Recherche sur l'embryon : deux points de vue
La recherche scientifique
sur les embryons est légitime
Jamais l'Eglise catholique n'a caché qu'elle entendait
" peser sur les débats " relatifs à la révision de la loi de
bioéthique de 2004, en ce qui concerne les
recherches sur l'embryon plus particulièrement.
La tribune de l'archevêque de Rennes, Pierre
d'Ornellas (Le Monde du 7 avril) et celle de
Jérôme Beau directeur du Collège des Bernardins
(avec Brice de Malherbe), parue le 8 avril
surLemonde.fr, sont des expressions de cet
engagement.
Avec la diffusion de l'imagerie médicale et
de films montrant le développement de l'enfant
conçu depuis l'embryon jusqu'à la naissance,
une certaine sensibilité au sort des entités
anténatales s'est répandue, même parmi les
défenseurs les plus radicaux du droit d'avorter.
La connaissance de faits concernant la continuité
biologique entre l'embryon et l'enfant né a
renforcé, chez certains, la conviction qu'il fallait
traiter les deux avec le même respect.
La notion de " personne potentielle " a été mise
en avant pour justifier l'idée que le droit
d'avorter n'impliquait pas que l'embryon puisse
être traité comme un objet qu'on peut utiliser à sa guise.
Pourtant, aucun de ces changements
importants des connaissances, de la sensibilité
et même de l'ontologie (avec l'apparition des
" personnes potentielles ") n'a réussi à donner
un statut moral clair à l'embryon.
Les attributions de personnalité aux entités
prénatales, comme on peut les appeler,
ont des conséquences que personne n'est prêt
à accepter. Ainsi, l'idée qu'un embryon pourrait
subir le même genre de préjudice qu'un enfant
déjà né aurait l'implication peu attrayante que la
destruction intentionnelle d'une éprouvette
contenant un embryon devrait être considérée
comme un meurtre ou, pire encore, comme
un meurtre commis sur un mineur.
Qui serait prêt à endosser ce genre de conclusion ?
En réalité, le passage de la connaissance
des faits scientifiques aux décisions morales a
toujours posé un problème logique. A partir des
mêmes faits concernant l'embryon, on peut lui
accorder des statuts juridiques et moraux
complètement différents (de la non-personne
à la personne, en passant par la " personne
potentielle ").
Quant à l'argument de la dignité humaine,
il est ambigu. Il permet de justifier des positions
morales opposées. Au nom de la dignité de
la personne humaine, on peut justifier à la fois
l'interdiction absolue de l'euthanasie (nous n'avons
pas le droit de " disposer de notre humanité ", toutes
les vies sont " dignes d'être vécues ", etc.) et sa liberté
complète (nous avons le " droit de mourir dans la dignité ").
L'ambiguïté de l'argument
On peut soutenir à la fois la criminalisation
de tout commerce du corps et la liberté de faire
ce qu'on veut de son propre corps, y compris
contre de l'argent. Dans le débat public sur la
gestation pour autrui, l'ambiguïté de l'argument
de la dignité humaine est flagrante. Est-il plus
conforme à la dignité de la personne humaine de
laisser aux femmes la liberté de se servir de leurs
capacités procréatives comme elles l'entendent
ou de leur interdire de le faire par la loi ?

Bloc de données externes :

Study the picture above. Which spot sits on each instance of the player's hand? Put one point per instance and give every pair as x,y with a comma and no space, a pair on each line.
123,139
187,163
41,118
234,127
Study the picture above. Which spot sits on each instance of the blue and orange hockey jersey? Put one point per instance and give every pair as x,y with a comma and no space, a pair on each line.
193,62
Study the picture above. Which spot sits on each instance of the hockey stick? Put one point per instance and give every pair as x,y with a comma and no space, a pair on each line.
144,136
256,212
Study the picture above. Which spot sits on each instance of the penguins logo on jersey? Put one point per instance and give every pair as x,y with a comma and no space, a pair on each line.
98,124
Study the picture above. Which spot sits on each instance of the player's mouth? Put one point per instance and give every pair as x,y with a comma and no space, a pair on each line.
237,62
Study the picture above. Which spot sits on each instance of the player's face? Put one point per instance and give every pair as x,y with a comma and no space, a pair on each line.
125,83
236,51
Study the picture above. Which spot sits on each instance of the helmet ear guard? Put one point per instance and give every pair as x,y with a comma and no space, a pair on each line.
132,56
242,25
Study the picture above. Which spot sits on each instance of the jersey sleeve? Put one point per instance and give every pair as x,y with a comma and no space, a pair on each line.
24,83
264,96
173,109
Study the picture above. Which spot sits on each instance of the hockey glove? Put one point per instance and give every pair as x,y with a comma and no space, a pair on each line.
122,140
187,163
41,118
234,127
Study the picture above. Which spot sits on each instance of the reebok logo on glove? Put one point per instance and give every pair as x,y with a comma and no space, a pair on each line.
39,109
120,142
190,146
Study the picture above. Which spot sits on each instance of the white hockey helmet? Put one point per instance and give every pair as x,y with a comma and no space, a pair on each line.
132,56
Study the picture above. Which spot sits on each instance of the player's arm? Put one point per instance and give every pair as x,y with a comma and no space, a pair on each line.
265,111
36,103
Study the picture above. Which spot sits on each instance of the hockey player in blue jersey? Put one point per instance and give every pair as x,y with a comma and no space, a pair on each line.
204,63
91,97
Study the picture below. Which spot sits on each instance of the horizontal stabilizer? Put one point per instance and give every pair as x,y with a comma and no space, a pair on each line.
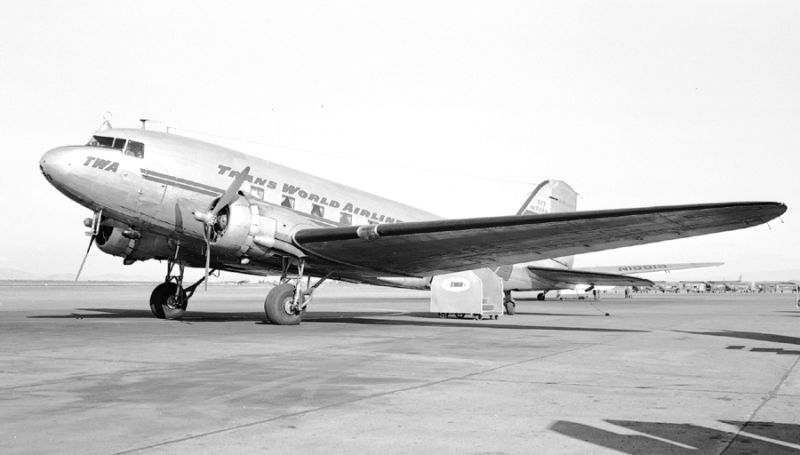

L'argument de la dignité humaine ne le dit pas.
De la même façon, l'argument de la dignité
humaine peut, certes, servir à justifier l'interdit
sur la recherche et l'utilisation de l'embryon.
Mais on peut aussi, à partir de ce même argument,
justifier la liberté de la recherche scientifique
qui est l'honneur de l'esprit humain, surtout lorsque
son but principal est de diminuer la quantité de
souffrances dues aux maladies. Il n'est pas
difficile de comprendre pourquoi même les
représentants des grandes religions font appel
aux deux arguments de l'état des
connaissances scientifiques et de la dignité humaine.
Ce sont des arguments neutres, qui ne
sont pas spécialement religieux. Mais ils ne
suffisent certainement pas à fonder une position
claire et incontestable dans le débat bioéthique.